Os pesquisadores de Cedro-Sinai desenvolvem a maneira nova de identificar pacientes em risco do cancro da próstata agressivo

Os Cientistas em Cedro-Sinai desenvolveram uma maneira nova de identificar que os pacientes de cancro da próstata fossem prováveis desenvolver tipos agressivos da doença mesmo se seus tumores no início parecem ser um mais baixo risco. Os resultados novos poderiam ajudar médicos a prescrever os tratamentos os mais eficazes para cada paciente baseado em como os genes são activados no tumor individual.

“Estes resultados levantam a possibilidade que determinando o perfil da expressão genética do tumor de um paciente, os médicos podem poder identificar a doença agressiva no princípio do diagnóstico e começar mais cedo o tratamento,” disseram Sungyong Você, PhD, um instrutor no Departamento de Cedro-Sinai da Cirurgia e o primeiro autor do estudo.

Embora outros estudos usem dados genéticos para identificar subtipos do cancro da próstata, este é o primeiro estudo em grande escala para ligar resultados clínicos aos subtipos baseados nos processos por que os genes são desligados sobre e nas células cancerosas. O estudo foi publicado na Investigação do Cancro do jornal pela Associação Americana para a Investigação do Cancro.

As influências do Cancro da próstata aproximadamente 1 em 7 homens durante suas vidas e são a causa segundo-principal de mortes do cancro entre homens dos E.U., de acordo com a Sociedade contra o Cancro Americana. A Maioria de tumores crescem lentamente e não são risco de vida, mas determinados tipos de cancro da próstata podem espalhar a outros órgãos e ser fatais.

Os resultados novos dividem tumores da próstata em três subtipos baseados em caminhos da activação do gene de cada tumor. Quando os pesquisadores combinaram estes dados com os resultados clínicos para mais de 4.600 espécimes pacientes em bases de dados médicas, encontraram que estes subtipos estiveram associados com os níveis diferentes de progressão da doença.

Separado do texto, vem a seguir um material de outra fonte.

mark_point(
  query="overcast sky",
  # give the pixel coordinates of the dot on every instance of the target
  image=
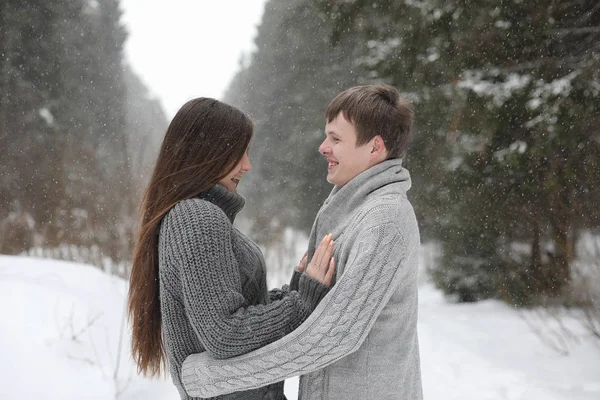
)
(188, 48)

As conclusões do estudo endereçam um desafio principal em padrões de cuidado actuais para o cancro da próstata: Sem conhecer a biologia subjacente de um tumor, os médicos não podem confiantemente prever qual de seus pacientes desenvolverá formulários perigosos da doença.

“Aproximadamente 60 por cento de pacientes que de cancro da próstata nós tratamos não progredirão ao cancro agressivo. O problema era que nós não tivemos uma maneira de saber que pacientes caem naquele 60 por cento,” dissemos Michael Freeman, PhD, director da Biologia do Cancro e da Pesquisa da Terapêutica no Departamento de Cedro-Sinai de Ciências Biomedicáveis e do investigador principal do estudo. “Nós esperamos que nossos médicos da ajuda dos resultados fornecem mais pacientes os tratamentos óptimos, tendo por resultado uns resultados mais saudáveis.”

A pesquisa nova poderia conduzir a uma mudança na maneira as decisões do tratamento que são feitas para pacientes de cancro da próstata. Actualmente, os médicos confiam pesadamente em uma escala chamada a categoria de Gleason. A categoria de Gleason classifica as células cancerosas, encontradas por biópsias cirúrgicas do tumor, 2 a 10 baseados em como pròxima as pilhas cancerígenos se assemelham a pilhas normais da próstata. Mais baixa a categoria, mais baixo o risco o cancro é julgado para levantar.

Mas a pesquisa de Cedro-Sinai sugere que alguns pacientes de cancro da próstata não possam receber tratamentos necessários em uma maneira oportuna. Outro podem receber tratamentos desnecessários, com efeitos secundários significativos. Entre as terapias geralmente prescritas são a radiação, a terapia da hormona e a remoção cirúrgica da próstata.

Actualmente, os pacientes com tumores de baixo grau não recebem frequentemente nenhum tratamento e são monitorados pelo contrário pròxima, sob uma estratégia conhecida como a fiscalização activa. O estudo novo indica que a fiscalização activa não pode ser bastante para alguns destes pacientes.

O estudo mostrou que um dos três subtipos do cancro da próstata os pesquisadores identificados, que chamaram PCS1, era geralmente agressivo. Nos pacientes que estudaram, este subtipo mostrou uma probabilidade alta do espalhamento e do progresso aos resultados clínicos deficientes, incluindo fatalidades. Os Pacientes experimentaram resultados deficientes mesmo quando os tumores tinham sido atribuídos as baixas categorias de Gleason. Os dois outros subtipos, PCS2 e PCS3, progrediram mais lentamente.

Uma vantagem adicional ao subtyping novo é que pode ser executada nas pilhas do tumor que circulam no sangue. Isto que encontra tem o potencial melhorar a monitoração de tempo real da evolução do tumor durante o tratamento, Você disse.